Zusammenfassung der Projektergebnisse

We showed that different intracellular mechanisms contribute to the B. vulgatus induced differentiation of dendritic cells to semimature dendritic cells. This mechanisms proofed to be relevant in the ex vivo model system of BMDC as well as in mouse models in vivo. From our analyses focusing on IκBζ we conclude that IκBζ is essential for the differentiation of DC to a smDC effector state which seems to favor immune homoeostasis and prevents overwhelming inflammatory host responses. Thus IκBζ contributes significantly to the intestinal mucosal immune balance mediated most likely by myeloid cells. We suggest that in future IκBζ might be a potential cellular target for novel therapeutic anti-inflammatory strategies. Our analyses addressing CTSS showed that B. vulgatus induces DC semi-maturation via regulation of CTSS activity.
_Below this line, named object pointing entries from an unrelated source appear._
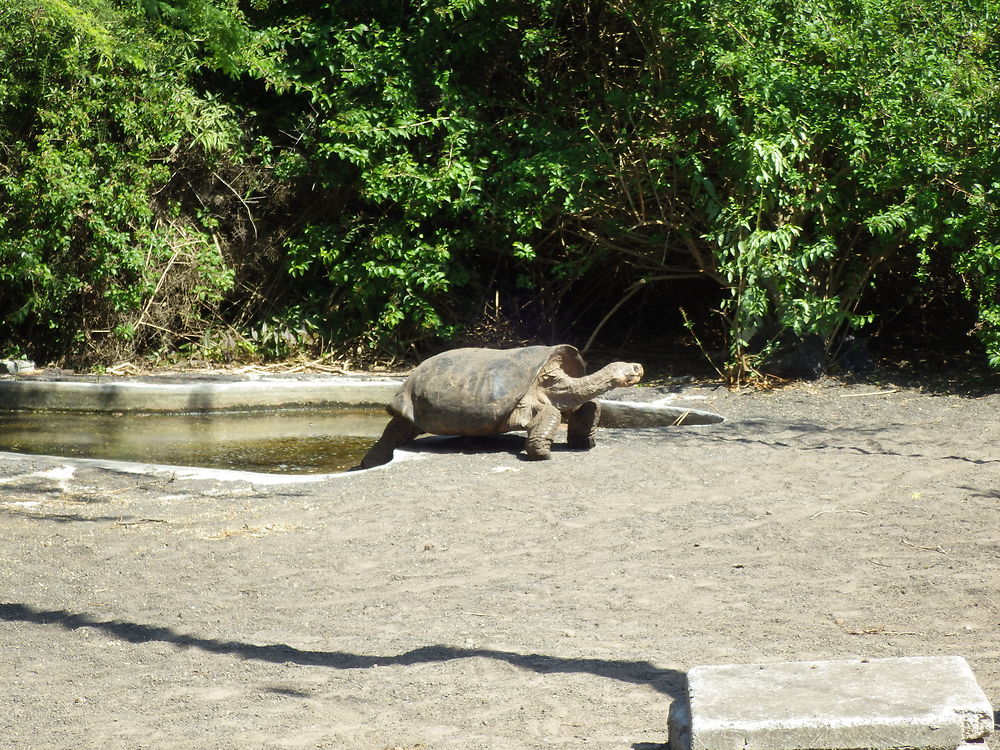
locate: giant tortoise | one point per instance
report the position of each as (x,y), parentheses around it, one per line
(492,391)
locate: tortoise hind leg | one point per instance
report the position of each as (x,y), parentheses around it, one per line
(541,431)
(398,432)
(583,425)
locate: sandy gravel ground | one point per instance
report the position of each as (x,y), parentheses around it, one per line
(469,599)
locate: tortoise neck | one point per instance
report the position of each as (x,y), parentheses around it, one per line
(566,392)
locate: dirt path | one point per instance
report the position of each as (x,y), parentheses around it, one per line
(473,600)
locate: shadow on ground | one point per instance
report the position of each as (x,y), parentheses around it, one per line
(669,681)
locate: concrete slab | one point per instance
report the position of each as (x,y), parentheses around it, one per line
(922,703)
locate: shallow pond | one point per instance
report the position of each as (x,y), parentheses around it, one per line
(287,441)
(313,440)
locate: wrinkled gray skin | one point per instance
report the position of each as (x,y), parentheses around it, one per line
(492,391)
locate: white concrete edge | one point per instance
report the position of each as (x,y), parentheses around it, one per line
(200,472)
(263,393)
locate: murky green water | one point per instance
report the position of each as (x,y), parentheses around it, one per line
(289,441)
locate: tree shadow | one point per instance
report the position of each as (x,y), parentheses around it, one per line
(671,682)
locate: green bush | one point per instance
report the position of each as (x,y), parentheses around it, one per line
(375,176)
(98,257)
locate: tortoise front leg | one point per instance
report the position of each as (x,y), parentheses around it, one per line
(583,425)
(541,432)
(398,432)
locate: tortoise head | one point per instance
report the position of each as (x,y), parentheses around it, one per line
(624,373)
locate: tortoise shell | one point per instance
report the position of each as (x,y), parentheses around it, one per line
(474,391)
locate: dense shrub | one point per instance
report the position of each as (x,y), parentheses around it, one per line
(411,170)
(99,253)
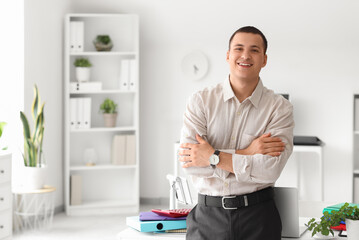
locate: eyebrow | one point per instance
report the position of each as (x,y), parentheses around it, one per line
(241,45)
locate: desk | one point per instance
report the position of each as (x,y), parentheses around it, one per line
(131,234)
(33,209)
(304,173)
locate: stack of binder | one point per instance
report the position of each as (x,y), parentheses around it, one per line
(151,222)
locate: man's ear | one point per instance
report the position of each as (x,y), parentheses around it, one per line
(265,61)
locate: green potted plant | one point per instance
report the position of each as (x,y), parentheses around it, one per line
(2,125)
(347,213)
(103,43)
(33,155)
(108,108)
(83,69)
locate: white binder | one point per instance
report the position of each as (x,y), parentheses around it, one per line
(79,36)
(73,114)
(130,149)
(124,74)
(118,154)
(72,36)
(133,75)
(87,113)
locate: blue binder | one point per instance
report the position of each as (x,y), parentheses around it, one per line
(154,226)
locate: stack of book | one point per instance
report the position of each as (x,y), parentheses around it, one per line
(152,222)
(336,207)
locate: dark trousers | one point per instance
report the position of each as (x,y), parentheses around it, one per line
(257,222)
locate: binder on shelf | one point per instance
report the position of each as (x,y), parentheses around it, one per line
(130,149)
(72,36)
(73,112)
(76,36)
(118,155)
(75,190)
(80,36)
(133,75)
(124,74)
(87,113)
(154,226)
(85,86)
(356,114)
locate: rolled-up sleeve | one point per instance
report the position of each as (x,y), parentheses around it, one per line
(266,169)
(195,122)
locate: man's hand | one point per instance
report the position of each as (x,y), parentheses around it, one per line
(196,155)
(265,145)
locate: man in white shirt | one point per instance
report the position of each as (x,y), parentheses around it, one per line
(236,139)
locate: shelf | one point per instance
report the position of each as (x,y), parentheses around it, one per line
(103,53)
(115,91)
(116,129)
(101,167)
(104,203)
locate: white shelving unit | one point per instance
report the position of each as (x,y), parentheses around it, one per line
(106,188)
(356,149)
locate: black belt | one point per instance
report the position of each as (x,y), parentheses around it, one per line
(234,202)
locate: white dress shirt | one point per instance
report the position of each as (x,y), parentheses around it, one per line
(217,115)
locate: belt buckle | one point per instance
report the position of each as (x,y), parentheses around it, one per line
(223,205)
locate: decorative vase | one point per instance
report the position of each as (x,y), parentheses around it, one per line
(34,177)
(352,229)
(83,74)
(110,119)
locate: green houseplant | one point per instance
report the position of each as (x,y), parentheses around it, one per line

This prevents from pathological reactions of the immune system and therefore contributes to the maintenance of the intestinal homeostasis. This could be underlined by the observation that B. vulgatus protects Rag1-/- mice from colitis induction by inducing DC semi-maturation and inhibition of CTSS secretion. This makes B. vulgatus a promising candidate for the treatment also of other AID, not only IBD. We think that B. vulgatus might be an even better tool than a chemical inhibitor to treat CTSS-associated AID since (i) it is easily administrable, (ii) it does not completely suppress physiological functions of CTSS but only suppresses pathological activities and (iii) it acts as a commensal symbiont of the body. It does not influence a normal immune response due to acute infections but strongly inhibits pathological gut microbiota associated immune responses. Therefore severe side effects of CTSS inhibition should not occur and could not be observed in the used mouse model, another advantage over a chemical inhibitor.